The Northern Festivals Network grew out of a deep desire for greater sharing within the festival sector as well as a thirst for higher quality family arts.

Wouldn’t it be amazing, we thought, if those incredible live goose-bump moments that you only really find with the highest quality theatre, circus, dance or storytelling were found more often in the woods and fields of the UK’s music festivals.What if audiences weren’t hanging on to hear who the headliner was going to be, but dreaming about incredible adventures they would have, surprises they would find round corners, breathless moments they couldn’t have predicted?

At the same time so often we found that conversations didn’t go far enough. We were always left wanting to ask more questions, wanting to hear other people’s stories, their journey, their aspirations.

We wanted to talk about the things that really drove us, how to transplant our audiences from the day to day into the incredible.

We wanted to talk about the challenges that we were facing, paying artists a fair wage, dismantling audience barriers and growing problems around climate change.

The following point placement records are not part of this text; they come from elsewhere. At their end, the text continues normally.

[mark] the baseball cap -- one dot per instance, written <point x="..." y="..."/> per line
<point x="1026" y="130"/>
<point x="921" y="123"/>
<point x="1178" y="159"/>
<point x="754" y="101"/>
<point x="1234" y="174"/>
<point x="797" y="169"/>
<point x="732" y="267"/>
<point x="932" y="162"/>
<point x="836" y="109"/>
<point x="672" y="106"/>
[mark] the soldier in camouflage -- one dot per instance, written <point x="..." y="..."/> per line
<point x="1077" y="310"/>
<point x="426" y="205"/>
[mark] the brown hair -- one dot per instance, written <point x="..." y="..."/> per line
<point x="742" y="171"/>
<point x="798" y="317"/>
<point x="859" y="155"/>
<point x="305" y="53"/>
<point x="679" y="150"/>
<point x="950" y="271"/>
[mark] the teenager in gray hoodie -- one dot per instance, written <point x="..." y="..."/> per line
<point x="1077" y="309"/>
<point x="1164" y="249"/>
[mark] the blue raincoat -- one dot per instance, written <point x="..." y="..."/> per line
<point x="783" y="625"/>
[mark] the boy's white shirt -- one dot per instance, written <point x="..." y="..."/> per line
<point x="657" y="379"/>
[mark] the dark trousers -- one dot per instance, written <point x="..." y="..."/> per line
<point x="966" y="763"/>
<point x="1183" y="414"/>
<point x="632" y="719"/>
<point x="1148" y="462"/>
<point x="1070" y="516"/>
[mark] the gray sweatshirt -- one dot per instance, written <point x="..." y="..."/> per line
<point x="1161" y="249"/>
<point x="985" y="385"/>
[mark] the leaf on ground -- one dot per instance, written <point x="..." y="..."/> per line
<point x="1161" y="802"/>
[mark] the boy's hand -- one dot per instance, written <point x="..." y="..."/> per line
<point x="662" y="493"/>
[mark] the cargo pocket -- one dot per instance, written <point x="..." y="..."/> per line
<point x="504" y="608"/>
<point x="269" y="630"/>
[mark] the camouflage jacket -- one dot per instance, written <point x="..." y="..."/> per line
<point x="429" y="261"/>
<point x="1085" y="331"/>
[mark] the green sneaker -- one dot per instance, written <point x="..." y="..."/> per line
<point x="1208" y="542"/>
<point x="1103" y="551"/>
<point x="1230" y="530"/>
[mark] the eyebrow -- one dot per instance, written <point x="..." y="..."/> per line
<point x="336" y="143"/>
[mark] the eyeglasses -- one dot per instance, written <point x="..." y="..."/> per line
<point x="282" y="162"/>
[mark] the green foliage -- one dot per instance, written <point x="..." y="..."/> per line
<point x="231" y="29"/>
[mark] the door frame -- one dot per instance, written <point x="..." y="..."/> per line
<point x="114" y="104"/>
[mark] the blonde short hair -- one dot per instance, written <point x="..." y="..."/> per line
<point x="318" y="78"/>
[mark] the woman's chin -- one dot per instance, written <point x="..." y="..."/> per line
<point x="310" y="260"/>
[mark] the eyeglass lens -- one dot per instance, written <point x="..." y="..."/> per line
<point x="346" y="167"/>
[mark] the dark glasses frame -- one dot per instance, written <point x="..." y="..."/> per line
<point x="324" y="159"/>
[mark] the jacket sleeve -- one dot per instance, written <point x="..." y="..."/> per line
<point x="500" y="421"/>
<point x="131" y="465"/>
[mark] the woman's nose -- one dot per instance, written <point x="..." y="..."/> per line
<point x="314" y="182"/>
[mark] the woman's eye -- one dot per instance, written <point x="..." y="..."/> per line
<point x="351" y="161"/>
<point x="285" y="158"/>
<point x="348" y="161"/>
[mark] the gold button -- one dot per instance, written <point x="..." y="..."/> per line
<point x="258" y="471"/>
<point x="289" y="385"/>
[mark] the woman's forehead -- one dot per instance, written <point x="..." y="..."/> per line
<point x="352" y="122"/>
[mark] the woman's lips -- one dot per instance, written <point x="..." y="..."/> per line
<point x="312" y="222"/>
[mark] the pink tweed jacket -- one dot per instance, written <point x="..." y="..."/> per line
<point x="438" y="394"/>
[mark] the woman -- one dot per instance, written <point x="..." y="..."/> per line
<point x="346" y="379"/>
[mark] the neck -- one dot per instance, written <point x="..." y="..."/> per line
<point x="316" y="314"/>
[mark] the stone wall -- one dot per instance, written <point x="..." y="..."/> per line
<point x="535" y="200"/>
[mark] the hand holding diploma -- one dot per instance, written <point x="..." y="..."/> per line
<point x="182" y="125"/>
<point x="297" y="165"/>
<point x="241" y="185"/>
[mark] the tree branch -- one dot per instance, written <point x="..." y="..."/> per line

Festivals are so often built as a reflection of the world we want to live in, offering community through shared passions and shared experience. Surely the industry should reflect this?

As communities we work best when we talk to each other, when we collaborate, sharing our aspirations, which become grander and more ambitious through discussion.

These are the thoughts that underpinned the Northern Festivals Network, built in 2014 by Just So Festival, Ramsbottom Festival and Kendal Calling, enabled through support from the Arts Council Strategic Touring Fund.

Backed by a second round of successful Arts Council funding, £179,000, the network is six festivals strong – a diverse array of award-winning events.

We have partnered with Glastonbury to see the co-creation of a large-scale fire breathing puppet complete with stunning aerial, set to tour internationally – the kind of work we dreamt about being made specifically for families.

We are set on a second commission, this time partnering with the international Unlimited Impact to create a piece of work for families by a producer or director who identifies as deaf or disabled, hopefully widening access for disabled artists into greenfield festivals.

In this way we have seen a 270 per cent rise in our audience that identify as deaf or disabled through work with Attitude is Everything, from which we are set to become a best practice case study and pioneer a toolkit.

It has also made us more ambitious in terms of achievement, seeing a new audience strand commissioned this year, pledging to bring our carbon footprints down by 20 per cent, as well as fuelling more creativity in our approaches.

Collaborating as a network, and also drawing other organisations in, has brought a new dimension to the way we think. We look outwards more, bringing a new openness to the way we work and a renewed vigour.

The delight of collaboration has led to unprecedented successes, such as the large-scale immersive theatre show for families The Lost Carnival. Just So Festival and Ramsbottom partnered in 2015 and 2016 to bring spellbinding immersive theatre for audiences in Bury and Crewe, pairing their strengths to create a new stream to extend the live experience, engaging digital, visual and sensory practices.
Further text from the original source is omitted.